Some significant bits of information emerged from the University of Florida’s star-studded Pro Day:
Tight end Kyle Pitts is built like a pass rusher, runs like an X receiver and has arms like Inspector Gadget.
And if he slips to the Miami Dolphins at No. 6 — which is far from certain — general manager Chris Grier and coach Brian Flores would have serious interest in taking him.
Flores made the four-hour trip to Gainesville to get a close look at Pitts, the 6-5, 245-pound tight end who clocked a 4.44-second 40-yard dash Wednesday.
And before Pitts slipped inside after a great day of work, Flores sought him out.
“Me and him did talk,” Pitts told reporters on a Zoom call. “We talked for a little bit. He said we’ll get back on the phone this week. I feel like I did pretty well performing. He said I was doing pretty well. I PR’d [set a personal record] in everything I was training for. I guess the next step is the draft. Putting my head down, being back in football shape. I was in Combine shape. Now it’s getting ready for the next level.”

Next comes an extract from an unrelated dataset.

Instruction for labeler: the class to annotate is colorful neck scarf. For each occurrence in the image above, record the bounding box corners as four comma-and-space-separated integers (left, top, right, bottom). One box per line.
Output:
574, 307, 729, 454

That next step will almost certainly include a home address in either South Florida, Atlanta or Cincinnati.
NFL Network’s Daniel Jeremiah ranks Pitts — who averaged 17.9 yards per reception and caught 12 touchdown passes in 2020 — as the draft’s second-best player, regardless of position.
Mel Kiper Jr. of ESPN tweeted Wednesday that “Kyle Pitts is my highest-graded tight end EVER.”
But Florida coach Dan Mullen had the best description Wednesday.
“He’s kind of like a unicorn,” Mullen said. “The only way you can defend a unicorn is with another unicorn. So if you don’t have one on defense, you have a problem.”
It’s hard to find a comp for Pitts because he’s so unique. His wingspan is 83 3/8 inches (yes, that’s almost 7 feet), which is the largest of any tight end in two decades. He played inline tight end, in the slot and split out wide at UF.
Imagine if Calvin Johnson could play with his hand in the dirt. That’s the closest comparison we have — and the reason Pitts has a great chance of being the first nonquarterback to come off board.
The Dolphins could have guaranteed landing Pitts, but passed up that opportunity when they moved from third to sixth. Now, they are the mercy of the Falcons (who could take a quarterback at four) and Bengals (who need major help on the offensive line).
Pitts’ performance Wednesday might have been enough to convince the Falcons to roll with Matt Ryan and take the unanimous All-American tight end.
“They’re saying they have interest in me,” Pitts said of Atlanta’s front office. “After today, we’ll get back on a Zoom and they’ll try to learn more about me. I feel like they’re pretty interested. It would be a dream come true to be a top five or even the first nonquarterback to come off the board. That’s something I look forward to in the draft.”
If Pitts is goes at No. 4, the draft’s ensuing 15 minutes will be a nervous time for Miami. The Bengals are apparently giving thought to reuniting Joe Burrow and his former LSU teammate Ja’Marr Chase, who also had his big predraft workout Wednesday.
Grier flew to Baton Rouge for LSU’s Pro Day, and had to come away impressed. Chase’s 40 time (sub-4.4) and vertical leap (41 inches) might have secured his place as WR1 ahead of DeVonta Smith.
What could earn Pitts the edge over Chase: He can play tight end and wide receiver. You won’t see Chase lined up with a hand in the dirt.
But Jeremiah believes Pitts would be a top-five pick purely an X receiver. His added value comes from the matchup headaches he will provide defensive coordinators in the seam.
“[NFL teams] have mentioned utilizing me in different areas but not just specifically receiver,” Pitts said.
He added: “You dream of this your whole life and to see it in front of your eyes, it’s different. So being able to have the opportunity to even step into the NFL or be a top-10 pick, it’s not many people that are fortunate enough to do that, so just me being in that position, God blessed me in that way and I feel like that’s something special.”